Utku yeniden gözlerini büyütüp insanların duymaması için elini Baran'ın ağzına kapattı. Çevresinde gözünü gezdirdi. Onlara bakan kimseyi göremeyince de elini çekti.
"Ne bağırıyorsun!?"
Baran elinin tersini alnına koydu. "Hasta hissediyorum. C vitaminine ihtiyacım var."
"Portakal ye."
"Hayır! Senin c vitaminine ihtiyacım var." dedi Baran mızmızlanarak.

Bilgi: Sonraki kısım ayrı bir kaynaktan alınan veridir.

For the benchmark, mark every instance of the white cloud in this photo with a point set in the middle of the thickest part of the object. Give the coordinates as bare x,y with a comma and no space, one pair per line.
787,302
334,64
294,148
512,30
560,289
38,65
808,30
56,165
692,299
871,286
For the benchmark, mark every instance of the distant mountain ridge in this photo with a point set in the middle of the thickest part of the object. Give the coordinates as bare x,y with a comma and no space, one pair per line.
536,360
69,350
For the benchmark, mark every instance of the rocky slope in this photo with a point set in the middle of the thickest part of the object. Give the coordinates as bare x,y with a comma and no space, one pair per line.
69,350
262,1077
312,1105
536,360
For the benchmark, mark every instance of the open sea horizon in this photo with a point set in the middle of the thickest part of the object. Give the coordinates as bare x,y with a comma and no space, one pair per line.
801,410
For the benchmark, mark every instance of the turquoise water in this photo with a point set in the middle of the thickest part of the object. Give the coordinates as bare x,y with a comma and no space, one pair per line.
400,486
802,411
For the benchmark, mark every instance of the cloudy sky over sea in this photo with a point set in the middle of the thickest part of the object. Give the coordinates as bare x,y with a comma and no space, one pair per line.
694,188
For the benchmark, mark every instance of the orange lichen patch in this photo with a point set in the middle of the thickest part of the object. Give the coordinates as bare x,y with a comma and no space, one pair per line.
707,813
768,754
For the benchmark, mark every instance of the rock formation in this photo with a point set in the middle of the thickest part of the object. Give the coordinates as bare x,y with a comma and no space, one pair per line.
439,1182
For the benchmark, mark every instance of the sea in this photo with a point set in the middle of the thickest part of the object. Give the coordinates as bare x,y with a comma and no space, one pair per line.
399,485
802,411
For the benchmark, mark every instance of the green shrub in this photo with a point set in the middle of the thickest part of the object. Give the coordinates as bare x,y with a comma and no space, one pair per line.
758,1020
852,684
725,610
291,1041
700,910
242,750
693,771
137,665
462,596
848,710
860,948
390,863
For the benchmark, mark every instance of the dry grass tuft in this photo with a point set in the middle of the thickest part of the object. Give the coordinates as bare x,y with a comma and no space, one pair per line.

"Sapık mısın Baran?" dedi Utku direkt.
"Tıp ne zamandır sapıklık? Hem tıpta utanma olmaz bilmiyor musun sen?" dedi Baran ve Utku'ya iyice yaklaşıp "Utanma aşkım gel besle beni." dedikten sonra ağzını açıp Utku'nun pantolonuna eğilmişti ki Utku ani bir refleksle onun kafasını tutup kendinden uzaklaştırdı.
Hızlıca kalkıp kitaplarını bile toplamadan aceleci adımlarla masadan uzaklaşmaya başladığında Baran farkındalıkla arkasından bakakaldı. Onun dokunulmaya olan rahatsızlığını unutmuştu.
"Siktir!"
İlk şaşkınlığı atlatınca endişeyle Utku'nun arkasından koştu. Onun tuvaletlere doğru gittiğini görmüştü. Sert hareketlerle arkasından tuvalete girdi. Kabinlerin sadece biri doluydu. Aceleci adımlarla kabinin önüne geldi ve sertçe vurdu. Ses gelmemişti.
"Utku! Orada mısın!?"
Bir öksürük sesi geldi.
"Özür dilerim. Özür dilerim. Nolur çık!"
Ses gelmedikçe daha da endişeleniyordu. Kapıyı art arda yumrukladı. İçeriden öğürme sesi geldiğine gözlerinin dolduğunu hissetti. Titremeye başlayan sesiyle yeniden konuştu. "Nolur iyiyim de. Özür dilerim."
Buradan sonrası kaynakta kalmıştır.